By making us work with fewer clues, Consulting Detective promotes debate. The unreliable nature of induction creates a fertile ground for cooperation. Drawing potential turns of events and discussing how compatible are with the evidence we have is more engaging than raw mathematical deduction.
Most importantly, the game is designed to support this type of thinking. It provides enough evidence, signs, details to untangle the mystery. Anyone can put a puzzle together with all the pieces. But it takes a great detective to guess what the picture represents with half of them missing.
CONTENT
Regardless of the thematic implications, some feel the scoring discourages them from enjoying the game’s content. After all, interviewing suspects and immersing ourselves in the London of Doyle’s stories is a huge part of its appeal. By minimizing the number of clues, don’t we lose on what makes the game unique?

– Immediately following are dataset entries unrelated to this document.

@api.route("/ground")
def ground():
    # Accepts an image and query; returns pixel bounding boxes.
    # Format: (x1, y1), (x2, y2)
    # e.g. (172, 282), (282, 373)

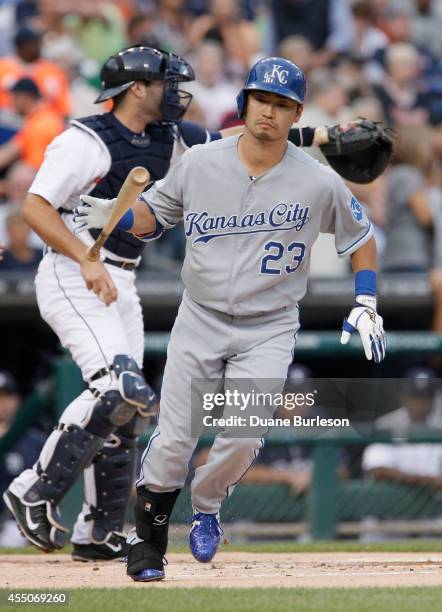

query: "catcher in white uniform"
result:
(78, 58), (386, 581)
(4, 47), (334, 560)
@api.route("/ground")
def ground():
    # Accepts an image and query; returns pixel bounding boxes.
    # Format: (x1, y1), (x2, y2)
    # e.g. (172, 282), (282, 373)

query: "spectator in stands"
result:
(362, 368), (442, 491)
(351, 0), (389, 59)
(153, 0), (192, 55)
(381, 126), (433, 274)
(374, 43), (429, 125)
(270, 0), (354, 68)
(0, 77), (65, 170)
(412, 0), (442, 58)
(0, 28), (71, 117)
(127, 11), (162, 49)
(0, 371), (45, 547)
(428, 124), (442, 333)
(277, 34), (313, 78)
(0, 161), (43, 250)
(185, 41), (238, 130)
(188, 0), (259, 72)
(0, 209), (41, 272)
(299, 69), (347, 136)
(61, 0), (128, 66)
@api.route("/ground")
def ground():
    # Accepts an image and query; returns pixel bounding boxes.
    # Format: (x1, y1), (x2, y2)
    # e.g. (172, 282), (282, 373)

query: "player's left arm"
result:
(177, 121), (328, 148)
(74, 151), (186, 242)
(321, 169), (386, 363)
(341, 236), (387, 363)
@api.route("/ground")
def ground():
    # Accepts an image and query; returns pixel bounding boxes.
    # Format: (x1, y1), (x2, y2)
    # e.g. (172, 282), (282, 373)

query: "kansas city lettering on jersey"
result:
(186, 202), (310, 244)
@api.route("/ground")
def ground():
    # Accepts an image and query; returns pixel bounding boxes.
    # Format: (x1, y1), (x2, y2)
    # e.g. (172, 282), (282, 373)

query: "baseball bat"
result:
(86, 166), (150, 261)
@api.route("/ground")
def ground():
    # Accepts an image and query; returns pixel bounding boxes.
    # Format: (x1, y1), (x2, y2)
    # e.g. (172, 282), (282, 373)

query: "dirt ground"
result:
(0, 552), (442, 589)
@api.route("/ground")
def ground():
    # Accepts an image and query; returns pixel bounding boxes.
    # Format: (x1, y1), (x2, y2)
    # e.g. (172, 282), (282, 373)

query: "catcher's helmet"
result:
(95, 46), (195, 121)
(236, 57), (305, 117)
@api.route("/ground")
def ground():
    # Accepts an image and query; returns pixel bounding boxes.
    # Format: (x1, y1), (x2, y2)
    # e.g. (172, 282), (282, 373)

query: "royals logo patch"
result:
(350, 196), (363, 223)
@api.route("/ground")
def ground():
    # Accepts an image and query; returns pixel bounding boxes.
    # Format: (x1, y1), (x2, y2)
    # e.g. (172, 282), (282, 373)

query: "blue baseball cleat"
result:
(130, 570), (166, 582)
(189, 512), (224, 563)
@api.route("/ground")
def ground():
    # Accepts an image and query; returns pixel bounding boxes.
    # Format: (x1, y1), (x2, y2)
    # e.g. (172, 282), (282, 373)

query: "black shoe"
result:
(72, 531), (129, 561)
(3, 490), (68, 552)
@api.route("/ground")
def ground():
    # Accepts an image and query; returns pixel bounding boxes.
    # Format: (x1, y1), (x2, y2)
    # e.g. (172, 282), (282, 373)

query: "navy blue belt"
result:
(43, 245), (138, 271)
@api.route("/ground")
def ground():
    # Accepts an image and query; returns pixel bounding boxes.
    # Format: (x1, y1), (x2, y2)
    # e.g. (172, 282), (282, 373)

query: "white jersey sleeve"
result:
(29, 127), (111, 210)
(140, 150), (187, 229)
(321, 170), (373, 257)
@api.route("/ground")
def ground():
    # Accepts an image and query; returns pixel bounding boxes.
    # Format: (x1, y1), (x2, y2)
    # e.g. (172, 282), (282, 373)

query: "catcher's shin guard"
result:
(6, 355), (154, 551)
(85, 402), (155, 544)
(127, 487), (180, 580)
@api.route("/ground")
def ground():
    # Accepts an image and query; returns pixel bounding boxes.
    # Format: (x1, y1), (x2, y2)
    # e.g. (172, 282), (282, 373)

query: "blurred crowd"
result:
(0, 0), (442, 320)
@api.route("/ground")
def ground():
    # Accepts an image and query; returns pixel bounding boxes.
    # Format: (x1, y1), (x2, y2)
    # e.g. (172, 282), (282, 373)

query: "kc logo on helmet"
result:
(264, 64), (289, 85)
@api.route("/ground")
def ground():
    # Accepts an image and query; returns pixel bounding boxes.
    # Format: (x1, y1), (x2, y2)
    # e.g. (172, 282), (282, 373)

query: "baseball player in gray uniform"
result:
(74, 58), (386, 581)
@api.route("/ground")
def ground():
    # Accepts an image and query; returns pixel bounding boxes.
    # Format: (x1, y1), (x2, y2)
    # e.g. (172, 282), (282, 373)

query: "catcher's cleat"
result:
(3, 490), (68, 552)
(72, 531), (129, 562)
(127, 541), (167, 582)
(189, 512), (224, 563)
(130, 570), (166, 582)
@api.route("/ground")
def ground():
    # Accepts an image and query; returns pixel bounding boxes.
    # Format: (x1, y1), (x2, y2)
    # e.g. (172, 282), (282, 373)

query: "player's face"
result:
(246, 91), (302, 141)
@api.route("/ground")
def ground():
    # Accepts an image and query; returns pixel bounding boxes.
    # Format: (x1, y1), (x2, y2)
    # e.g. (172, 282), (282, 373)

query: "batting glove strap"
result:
(341, 295), (387, 363)
(73, 194), (115, 234)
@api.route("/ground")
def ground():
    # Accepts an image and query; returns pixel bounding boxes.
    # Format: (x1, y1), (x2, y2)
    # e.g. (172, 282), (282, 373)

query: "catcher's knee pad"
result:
(85, 412), (153, 544)
(23, 423), (104, 506)
(85, 355), (155, 438)
(85, 433), (136, 544)
(135, 487), (181, 557)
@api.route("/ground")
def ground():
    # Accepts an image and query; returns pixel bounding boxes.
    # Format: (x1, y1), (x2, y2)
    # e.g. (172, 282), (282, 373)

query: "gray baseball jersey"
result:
(142, 136), (372, 316)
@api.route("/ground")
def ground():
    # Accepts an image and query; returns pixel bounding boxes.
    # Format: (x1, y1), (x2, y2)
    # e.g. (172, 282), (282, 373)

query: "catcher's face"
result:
(246, 91), (303, 141)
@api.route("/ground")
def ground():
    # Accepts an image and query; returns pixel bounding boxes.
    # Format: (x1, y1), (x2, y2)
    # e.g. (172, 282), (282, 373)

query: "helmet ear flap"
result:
(236, 89), (247, 119)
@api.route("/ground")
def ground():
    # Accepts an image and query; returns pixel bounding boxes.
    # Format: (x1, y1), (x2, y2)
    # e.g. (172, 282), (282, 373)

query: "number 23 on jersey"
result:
(260, 240), (305, 274)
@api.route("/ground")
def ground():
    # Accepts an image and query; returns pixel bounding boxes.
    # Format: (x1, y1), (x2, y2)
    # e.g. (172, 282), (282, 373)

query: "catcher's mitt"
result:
(321, 119), (395, 183)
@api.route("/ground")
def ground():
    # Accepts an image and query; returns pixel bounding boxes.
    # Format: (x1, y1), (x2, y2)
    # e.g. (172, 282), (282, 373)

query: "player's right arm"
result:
(22, 128), (117, 304)
(74, 148), (187, 241)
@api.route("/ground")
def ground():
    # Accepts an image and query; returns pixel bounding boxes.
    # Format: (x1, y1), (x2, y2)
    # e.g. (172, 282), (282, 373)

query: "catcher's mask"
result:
(95, 46), (195, 123)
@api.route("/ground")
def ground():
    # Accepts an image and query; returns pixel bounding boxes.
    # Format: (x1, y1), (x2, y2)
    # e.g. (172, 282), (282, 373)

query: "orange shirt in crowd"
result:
(0, 56), (71, 117)
(12, 103), (66, 170)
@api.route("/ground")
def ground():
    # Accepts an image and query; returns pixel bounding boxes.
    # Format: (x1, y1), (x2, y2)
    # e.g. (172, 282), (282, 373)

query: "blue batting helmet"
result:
(236, 57), (305, 117)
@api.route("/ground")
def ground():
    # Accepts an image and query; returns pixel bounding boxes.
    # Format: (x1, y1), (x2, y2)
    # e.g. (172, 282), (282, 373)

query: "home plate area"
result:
(0, 552), (442, 589)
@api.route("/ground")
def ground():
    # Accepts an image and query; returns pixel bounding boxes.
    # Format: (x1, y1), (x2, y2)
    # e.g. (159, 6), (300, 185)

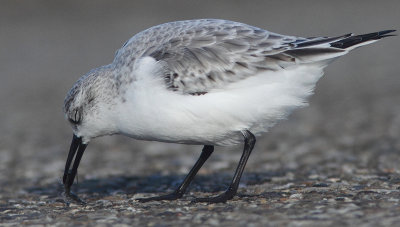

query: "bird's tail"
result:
(285, 30), (396, 63)
(330, 30), (396, 49)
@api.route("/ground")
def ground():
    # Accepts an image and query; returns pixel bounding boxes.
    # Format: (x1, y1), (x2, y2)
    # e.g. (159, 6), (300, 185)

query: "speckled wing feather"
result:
(117, 19), (352, 95)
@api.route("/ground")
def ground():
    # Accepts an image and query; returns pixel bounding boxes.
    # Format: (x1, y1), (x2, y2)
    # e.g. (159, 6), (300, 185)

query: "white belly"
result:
(116, 65), (323, 146)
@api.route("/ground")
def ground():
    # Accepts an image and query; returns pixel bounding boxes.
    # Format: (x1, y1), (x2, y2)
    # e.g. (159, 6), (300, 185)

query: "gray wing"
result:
(119, 20), (343, 94)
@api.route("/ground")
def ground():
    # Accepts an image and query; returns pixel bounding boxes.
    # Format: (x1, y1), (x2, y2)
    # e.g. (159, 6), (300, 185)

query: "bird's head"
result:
(63, 66), (117, 193)
(64, 64), (116, 144)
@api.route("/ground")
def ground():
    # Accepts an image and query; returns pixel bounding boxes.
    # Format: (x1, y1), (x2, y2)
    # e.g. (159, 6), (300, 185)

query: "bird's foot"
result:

I don’t see it that way. The crime scene, the suspects and the game map are just the way to deliver the real experience which is solving a mystery. The substance of Consulting Detective is in reasoning, understanding motives and evaluating means, not reading.
It’s not different from any other game. The point of Terraforming Mars is not to play all its cards nor place every possible tile. Magic is not worse off by cutting cards from our deck instead of piling them up all together. In fact, we worsen the experience if we do. The same happens with Consulting Detective.
Truth to be told, there’s not much value to most clues. The majority of the information is located in a few key paragraphs. As we get further away from the crime scene and the main suspects, texts get smaller and less relevant. We might find confirmation for smaller details but that’s all.
In fact, some clues are redundant. For example, in one case there are ten different ways to obtain the same information about cigarettes. Reading them all doesn’t add much and it’s not particularly engaging. Consulting Detective is already a long, mentally straining game. Adding unnecessary information won’t make it more fun.
Like Holmes says, “A man’s brain originally is like a little empty attic, and you have to stock it with such furniture as you choose. A fool takes in all the lumber of every sort that he comes across.”